Il y a quelque chose que je trouve si beau et puissant dans ces périodes de transition, dans cet entre-deux…
Ce besoin de nommer les choses
Trèfle rouge, monarde, armoise, mélilot…
Je marche et reconnais tant de plantes alliées autour de moi.
Je suis contente de les voir, je les salue. Je connais leurs noms. Ceux qu’on leur a donné.
Puis je découvre une plante que je ne connais pas. Je sors mon livre d’identification et je le trouve, son nom. Celui qu’on lui a donné.
False Dragonhead en anglais, ou Obedient plant.
Il y a un peu d’histoire dans ces noms-là, un peu d’image, d’imaginaire et de poésie.
Je voyage et je compare.
“Fausse tête de dragon”, parce que sa fleur ressemblerait à une tête de dragon, mais il y a déjà une plante qu’on appelle comme ça. Donc celle-ci sera la fausse.
Obedient plant, “plante obéissante”, car lorsqu’on bouge sa fleur, elle garde la position qu’on lui donne. Elle obéit.
Son nom français? “Physostégie de Virginie”. Il est modelé sur son nom latin, Physostegia virginiana.
Physostégie de Virginie (Physostegia virginiana) – Voyez-vous une tête de dragon?
C’est pratique de connaître les noms français, car souvent ça nous permet de retenir le nom latin. C’est utile de connaître les noms anglais, car souvent ils nous donnent des indications sur à quoi ressemble la plante, ou à quoi elle sert, quelle partie on utilise. “Gravel root”* (“racine de gravier”), on utilise la racine de cette plante pour les pierres aux reins. “Motherwort”** (“plante de maman”), la plante utile pour les mamans. “Butter-and-eggs”***, (“beurre et œufs”) la plante aux fleurs jaunes, oranges et blanches!
Ces noms qui permettent de nommer, parfois de rêver un peu, de connaître, ne nous éloignent-ils pas aussi parfois (souvent) de l’expérience du moment présent?
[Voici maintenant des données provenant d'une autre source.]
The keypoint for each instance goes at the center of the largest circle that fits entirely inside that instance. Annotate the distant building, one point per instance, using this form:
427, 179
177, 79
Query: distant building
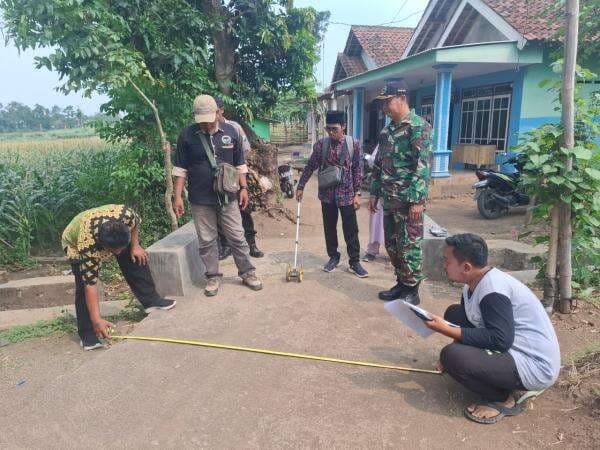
473, 68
Ne nous limitent-ils pas à une perception réductive de ce qui se trouve en face de nous?
Lorsqu’on nomme, ne perds t-on pas un peu de la magie de la découverte, de l’émerveillement?
Car quand je regarde quelque chose pour la première fois, je vois vraiment, avec mon être, avec mon cœur, avec mes yeux d’enfants ; ceux qui ne sont pas programmés, ceux qui découvrent et s’émerveillent de la vie et du vivant. Ceux qui ne jugent pas. Ceux qui ne nomment pas?
Mais lorsque je connais est-ce que je regarde?
Est-ce que j’observe avec tous mes sens, est-ce que je vis dans le présent?
Nommer c’est passer de son cœur à sa tête en moins d’un instant. Et ça peut prendre une vie de faire la route inverse : de la tête au cœur, ce chemin le plus court, et pourtant le plus long à parcourir…
Alors comment continuer à nommer, à communiquer, à jouer avec la magie des mots, à transmettre, à partager?
Comment le faire en restant dans mon corps, dans mon cœur et dans mon être? Comment savoir quand le mental me nuit et quand il me sert?
J’apprends, je désapprends, j’observe. Je deviens cette conscience qui voit les choses s’opérer en moi. Je prends l’espace et la distance de me voir faire. Et j’accepte, sans jugement, les schémas et mécanismes avec lesquels j’ai grandi et évolué. Je les accueille avec bienveillance. Je respire lentement.
Et là dans cet espace et cette plénitude, je suis capable de nommer sans m’attacher aux mots. Ils sont présents comme sont présents mes sens. Tous ont leur place et leur importance.
Je peux nommer une plante et continuer à la voir vraiment.
* Eupatoire pourpre (Eupatorium purpureum) – Gravel root en anglais
** Agripaume (Leonurus cardiaca) – Motherwort en anglais
*** Linaire commune (Linaria vulgaris) – Butter-and-eggs en anglais
Chère Aurélie
Je ressens la même chose dans les musées où je (nous) passe beaucoup trop de temps à lire le nom de l’auteur le titre de l’œuvre et la date de sa réalisation au détriment du temps de mon regard et de l’appréciation proprement dite: je sens que cette lecture des noms me volent mon impression première! Je déguste moins et moins longtemps!
Sensations très souvent répétées. Alors l’habItude et le culte de nommer les choses parasiterait les sensations premières devant toute merveille?